Vor fast genau 100 Jahren griff Adolf Hitler zum ersten Mal nach der Macht. Sein Putsch in München scheiterte zwar, machte den Provinzpolitiker aber auf einen Schlag über Bayern hinaus bekannt. Wie keine andere Stadt steht München seither für den Aufstieg des Nationalsozialismus.

Am kommenden Dienstag geben sich nun führende Vertreter des europäischen Judentums, das Hitler bekanntlich ausrotten wollte, ein Stelldichein in München. Diesmal nicht nur für ein paar Tage Konferenz wie 2022. Sie kommen, um zu bleiben.

Symbolisch Ein historischer Moment: Erstmals nach der Schoa verlegt eine internationale jüdische Organisation ihren Hauptsitz ins »Land der Täter«. Und dann auch noch nach München, also an den Ort, der im Nazijargon einmal »Hauptstadt der Bewegung« hieß. Das lädt den Umzug der orthodox geprägten Konferenz Europäischer Rabbiner (CER) aus London nach Bayern symbolpolitisch mächtig auf.
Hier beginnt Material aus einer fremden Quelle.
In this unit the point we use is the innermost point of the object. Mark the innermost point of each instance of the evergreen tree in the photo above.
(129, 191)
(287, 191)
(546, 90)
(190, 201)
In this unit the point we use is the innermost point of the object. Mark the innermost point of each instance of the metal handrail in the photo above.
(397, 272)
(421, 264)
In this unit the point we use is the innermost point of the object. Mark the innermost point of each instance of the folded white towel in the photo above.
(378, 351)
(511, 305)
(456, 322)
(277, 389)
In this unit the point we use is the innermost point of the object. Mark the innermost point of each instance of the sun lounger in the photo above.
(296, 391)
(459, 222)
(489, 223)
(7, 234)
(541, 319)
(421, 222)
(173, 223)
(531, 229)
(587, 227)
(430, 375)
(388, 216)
Für »meschugge«, also verrückt, hätten einige diese Idee anfangs gehalten, erzählt Sprecher Oliver Rolofs. Doch aus einem »Wie könnt ihr nur« ist ein »Gerade deshalb« geworden. Es gehe um ein Zeichen auch an die Adresse von Antisemiten und Israelfeinden, wer am Ende der Geschichte letztlich die Nase vorn habe, sagt Rolofs selbstbewusst. Er spricht für die Repräsentanten mehrerer hundert jüdischer Gemeinden zwischen Dublin und Wladiwostok.

Die eigentliche Vorgeschichte zu der Standortentscheidung ist kurz. Bayerns Ministerpräsident Markus Söder (CSU) ließ beim Treffen der Rabbinerkonferenz im Frühjahr 2022 in München aufhorchen. Er formulierte nicht nur ein höfliches Grußwort, sondern sprach eine dauerhafte Einladung aus. Konferenz-Geschäftsführer Gady Gronich, schon länger in München ansässig, ventilierte daraufhin eine Verlegung des Hauptsitzes von der Themse an die Isar.
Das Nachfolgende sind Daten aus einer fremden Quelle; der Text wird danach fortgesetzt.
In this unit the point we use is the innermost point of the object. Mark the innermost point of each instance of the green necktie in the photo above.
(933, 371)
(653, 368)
förderung Im umtriebigen bayerischen Antisemitismusbeauftragten Ludwig Spaenle fand er einen Unterstützer, der weitere Drähte in die Staatsregierung knüpfen half. Auch die bestens vernetzte Langzeit-Präsidentin der Israelitischen Kultusgemeinde München und Oberbayern, Charlotte Knobloch, dürfte ihren Einfluss geltend gemacht haben.

Dazu kam, dass in Deutschland gerade 1.700 Jahre jüdisches Leben gefeiert wurden, während Großbritannien den Brexit vollzog. Am Ende stand eine handfeste Zusage: Der Freistaat fördert die orthodoxe Rabbinerkonferenz mit 1,5 Millionen Euro, und das jedes Jahr.

Mit neun Mitarbeitern belegt die CER ein halbes Stockwerk im Prinz-Ludwig-Palais. Der moderne Büro- und Tagungskomplex liegt zentral am Rande Schwabings: Das Israelische Generalkonsulat ist ganz in der Nähe, und auch das NS-Dokumentationszentrum, vormals das Hauptquartier der Hitler-Partei NSDAP. Von dort aus soll nicht nur Judenhass bekämpft, sondern vor allem die Präsenz jüdischen Lebens in der Öffentlichkeit gestärkt werden. So lautet das Vorhaben.

»Wir wollen uns hier nicht verstecken«, sagte Gronich jüngst der »Jüdischen Allgemeinen«. Auf dem Türschild werde daher nicht nur das Kürzel CER stehen, sondern der ganze Name seiner Organisation.

schutzversprechen Ein eigenes Büro wartet auf den seit 2011 amtierenden CER-Präsidenten Pinchas Goldschmidt. Der einstige Moskauer Oberrabbiner lebt inzwischen in Israel. In mehreren Interviews sprach er voll des Lobes über Söders Engagement, vor allem dessen Schutzversprechen gegenüber der jüdischen Gemeinschaft.

Die Affäre um ein antisemitisches Hetzblatt, das seinerzeit im Schulranzen des bayerischen Wirtschaftsministers Hubert Aiwanger (Freie Wähler) entdeckt worden war, soll den Festakt am Dienstag nicht überschatten, heißt es im Vorfeld. Bei der Europäischen Rabbinerkonferenz hat man zwar auch eine Meinung zu dem Vorgang, betrachtet die Angelegenheit aber politisch als abgeschlossen.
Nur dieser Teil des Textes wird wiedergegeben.